In der Nato viel Kredit verspielt

Noch einschneidender als in der Innenpolitik hat sich die Stellung Deutschlands ausgerechnet in den Institutionen geändert, die einst den deutschen Expansionsdrang eindämmen sollten: Nato und Europäische Union (EU). In der Nato hat Deutschland zwar mit seiner Weigerung, etwa an Kampfeinsätzen in Libyen teilzunehmen, viel Kredit verspielt.

Dafür ist die Position der Bundesrepublik in der EU umso dominierender. Die hemmungslose Verschuldung der Südländer, die Deindustrialisierung Großbritanniens und die mangelnde Wettbewerbsfähigkeit Frankreichs haben Deutschland an die Spitze Europas gebracht, auch dank der im Gefolge der Einheit gestiegenen Bevölkerungszahl.

"Wir sind jetzt die führende Macht in Europa und entsprechend unbeliebt", meint dazu sarkastisch Kanzlerin Angela Merkel (CDU). Sie ist mächtiger als je einer ihrer Vorgänger. Selbst das Duo Berlin/Paris begegnet sich nicht mehr auf Augenhöhe. Gerade das war aber über Jahrzehnte die Bedingung für Fortschritt in Europa und die Triebfeder der deutsch-französischen Freundschaft.

Bislang kaschieren die Verantwortlichen in Berlin und Paris das fundamentale Ungleichgewicht. Die Bevölkerung beider Länder hat es indes schon erkannt. Mehr als zwei Drittel der Franzosen und Deutschen sehen Berlin als klare Nummer eins in Europa. Die politische Elite in Frankreich wird das nicht sonderlich erfreuen.

Merkel — die mächtigste Frau in Europa

Deutschland im Jahr 2013 hat sich vom Deutschland des Jahres 1989 mehr als nur im Umfang verändert. Die alten Koordinaten stimmen nicht mehr. Noch haben sich keine tiefen Ressentiments gegen die neue europäische Führungsmacht eingegraben. Die bisweilen harschen Töne in der Schuldenkrise bieten gleichwohl einen Vorgeschmack.
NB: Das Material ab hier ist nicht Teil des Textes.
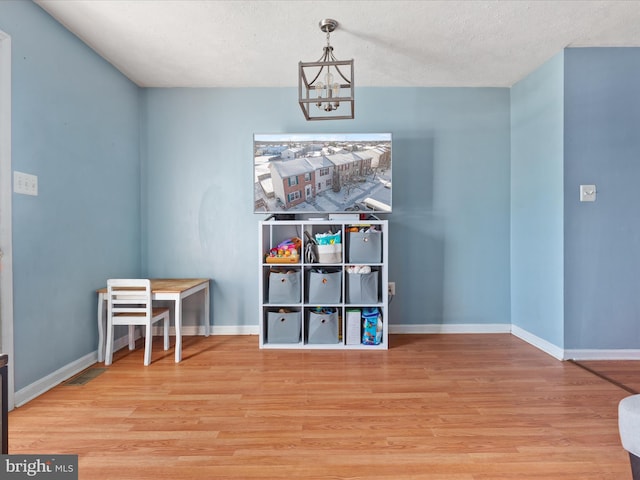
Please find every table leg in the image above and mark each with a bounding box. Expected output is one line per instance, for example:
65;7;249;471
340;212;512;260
174;297;182;363
97;292;105;362
204;283;210;337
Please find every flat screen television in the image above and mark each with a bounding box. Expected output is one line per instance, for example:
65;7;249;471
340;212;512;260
254;133;392;214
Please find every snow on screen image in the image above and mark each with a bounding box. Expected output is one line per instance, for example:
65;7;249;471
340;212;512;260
253;133;392;214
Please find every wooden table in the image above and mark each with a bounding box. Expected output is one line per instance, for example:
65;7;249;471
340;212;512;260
97;279;210;363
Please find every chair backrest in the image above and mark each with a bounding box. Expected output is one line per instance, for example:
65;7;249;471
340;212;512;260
107;279;153;320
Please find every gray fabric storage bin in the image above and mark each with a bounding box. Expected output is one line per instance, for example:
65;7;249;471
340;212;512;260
267;311;301;343
307;310;339;344
268;270;301;304
307;270;342;304
347;271;379;304
348;231;382;263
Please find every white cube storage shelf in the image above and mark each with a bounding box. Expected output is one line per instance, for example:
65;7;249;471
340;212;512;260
259;219;389;350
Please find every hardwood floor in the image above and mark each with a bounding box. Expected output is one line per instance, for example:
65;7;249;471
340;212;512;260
572;359;640;395
8;334;635;479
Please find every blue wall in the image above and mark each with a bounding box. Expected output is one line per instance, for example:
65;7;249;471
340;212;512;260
511;53;565;346
142;87;511;329
511;47;640;352
0;1;141;390
4;0;640;395
564;48;640;349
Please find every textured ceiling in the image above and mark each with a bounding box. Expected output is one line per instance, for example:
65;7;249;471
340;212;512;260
34;0;640;88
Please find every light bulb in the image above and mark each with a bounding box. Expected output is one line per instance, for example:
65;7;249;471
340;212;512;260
315;82;324;109
325;72;333;97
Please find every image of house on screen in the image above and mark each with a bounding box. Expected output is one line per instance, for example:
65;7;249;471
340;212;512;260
254;133;392;214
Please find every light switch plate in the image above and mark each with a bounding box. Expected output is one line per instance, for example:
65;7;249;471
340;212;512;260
580;184;596;202
14;171;38;196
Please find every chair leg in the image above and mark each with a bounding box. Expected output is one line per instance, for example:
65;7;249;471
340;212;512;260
128;325;136;350
105;322;114;366
143;324;153;366
163;315;170;351
630;452;640;480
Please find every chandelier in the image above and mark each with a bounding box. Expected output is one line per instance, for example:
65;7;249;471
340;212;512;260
298;19;354;121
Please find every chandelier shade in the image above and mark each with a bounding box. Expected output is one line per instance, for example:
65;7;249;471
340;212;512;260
298;19;354;121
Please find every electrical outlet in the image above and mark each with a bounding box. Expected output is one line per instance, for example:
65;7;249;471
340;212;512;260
388;282;396;296
580;184;596;202
14;171;38;196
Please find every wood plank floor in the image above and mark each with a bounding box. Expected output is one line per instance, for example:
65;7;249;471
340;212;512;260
8;334;635;480
572;359;640;395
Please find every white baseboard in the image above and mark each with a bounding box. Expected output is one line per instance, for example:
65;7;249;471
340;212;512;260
564;349;640;361
389;323;511;334
14;334;132;408
153;325;259;336
389;324;568;360
510;325;565;360
14;351;97;408
510;325;640;361
210;325;259;335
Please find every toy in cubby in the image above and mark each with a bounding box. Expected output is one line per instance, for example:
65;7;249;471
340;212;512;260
266;237;301;264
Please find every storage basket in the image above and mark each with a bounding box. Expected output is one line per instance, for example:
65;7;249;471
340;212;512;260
307;310;339;344
307;270;342;304
314;243;342;264
346;270;379;304
348;230;382;263
267;310;301;343
268;270;301;304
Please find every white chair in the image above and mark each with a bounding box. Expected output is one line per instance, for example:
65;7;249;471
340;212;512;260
620;394;640;479
105;279;170;366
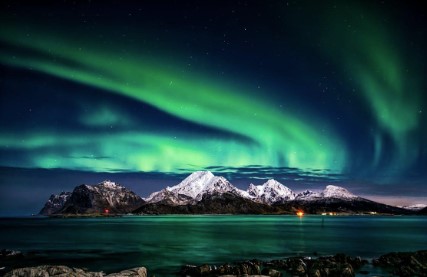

Und es ist nur der eher zurückhaltenden und auf Ausgleich bedachten Politik der mächtigsten Frau Europas zu verdanken, dass diese nicht in Aversionen umschlagen. Deutschland tastet sich weiter in die neue Rolle hinein. Wehe, einer der Nachfolger Merkels gibt diesen Kurs auf. Dann könnten die Kräfte der Unordnung rasch die derzeitige Stabilität untergraben.